Décision de la Cour d’appel de Bordeaux dans une affaire atypique

La Cour d’appel de Bordeaux a rendu, le 28 Novembre 2019 ( n° 18/00062), une décision dans un dossier de défiscalisation qui pose à nouveau le problème de la prescription.

La décision est favorable sur ce point aux investisseurs lésés (même s’ils sont au final déboutés) et va
dans le sens de ce que nous soutenons dans les prétoires en matière de prescription.

L’affaire était un peu atypique puisque le demandeur se plaignait surtout du mauvais rendement des contrats d’assurance vie qui servaient de garantie à un crédit in fine.

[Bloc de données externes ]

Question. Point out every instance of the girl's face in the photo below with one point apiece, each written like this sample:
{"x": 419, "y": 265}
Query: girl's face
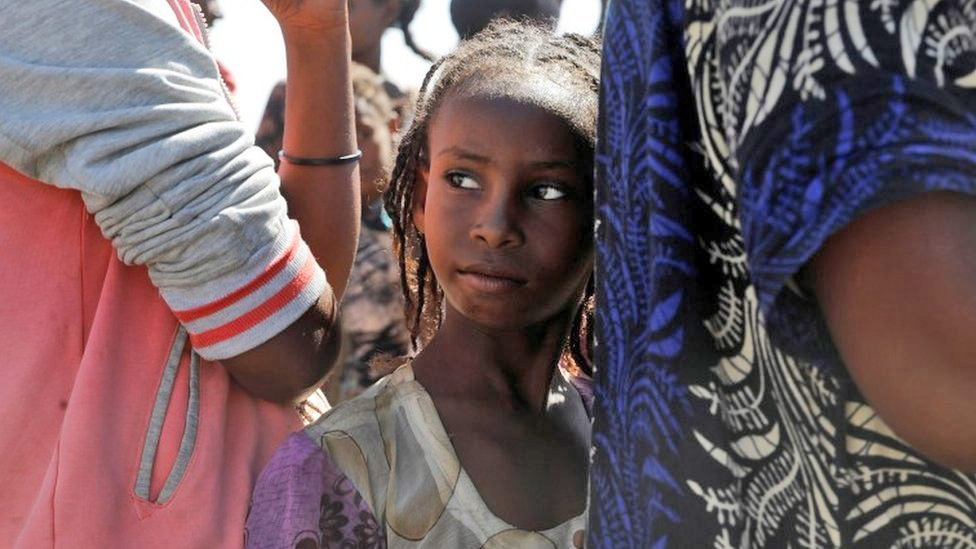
{"x": 506, "y": 211}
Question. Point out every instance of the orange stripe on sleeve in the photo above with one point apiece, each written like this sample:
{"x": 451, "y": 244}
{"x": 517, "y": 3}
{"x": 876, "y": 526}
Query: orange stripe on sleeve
{"x": 257, "y": 315}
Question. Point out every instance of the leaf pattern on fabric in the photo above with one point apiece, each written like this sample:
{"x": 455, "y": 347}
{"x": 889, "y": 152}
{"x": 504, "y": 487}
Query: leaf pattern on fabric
{"x": 736, "y": 137}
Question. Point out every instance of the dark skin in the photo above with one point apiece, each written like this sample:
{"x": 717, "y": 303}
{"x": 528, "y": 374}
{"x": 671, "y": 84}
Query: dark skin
{"x": 506, "y": 211}
{"x": 895, "y": 288}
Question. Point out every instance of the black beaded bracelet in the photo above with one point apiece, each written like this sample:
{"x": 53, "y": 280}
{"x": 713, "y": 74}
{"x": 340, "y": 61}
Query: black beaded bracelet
{"x": 327, "y": 161}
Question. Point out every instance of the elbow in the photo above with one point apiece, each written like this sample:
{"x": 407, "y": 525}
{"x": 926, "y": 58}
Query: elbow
{"x": 293, "y": 364}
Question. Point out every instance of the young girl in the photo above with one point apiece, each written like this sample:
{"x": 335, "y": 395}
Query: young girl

En première instance, le tribunal a considéré l’action du demandeur comme prescrite en retenant que dès 2007, il avait été à même de s’interroger sur le rendement du produit d’assurance vie, lequel ne s’établissait pas à 6%, de sorte que le point de départ de la prescription ne pouvait être fixé au 3 janvier 2012, date d’un courrier l’informant d’une valeur de rachat de son contrat d’assurance vie à hauteur de 39 529,59 euros, ce qui faisait apparaitre une perte importante.

Mais la Cour d’appel n’a pas suivi ce rendement et a jugé que même si le demandeur avait pu avoir des alertes, y compris très sérieuses, sur les contre-performances du contrat d’assurance vie par les informations trimestrielles qui lui étaient délivrées, il n’en demeure pas moins que le risque ne peut être considéré comme définitivement réalisé qu’au jour du rachat du contrat ou de son terme initialement prévu correspondant au jour où le prêt in fine doit être remboursé. En outre, c’est par un courrier du 3 janvier 2012 qu’il a été informé d’une valeur de rachat de son contrat d’assurance vie très inférieure à la valeur de placement initial de sorte qu’il peut utilement soutenir que l’action intentée le 19 janvier 2015 n’était pas prescrite, étant rappelé que l’échéance des prêts in fine était fixée à mois de juillet 2017.

Si l’on transpose cette décision à un problème de valorisation d’un appartement acheté en défiscalisation, le prescription commencerait à courir à compter de la vente du bien ou à compter de la date de son estimation.

On ignore si l’arrêt a été frappé d’appel.

Auteur : Me Thibault du Manoir de Juaye, avocat à la Cour.
Publié par Erin B. le 13 décembre 2019.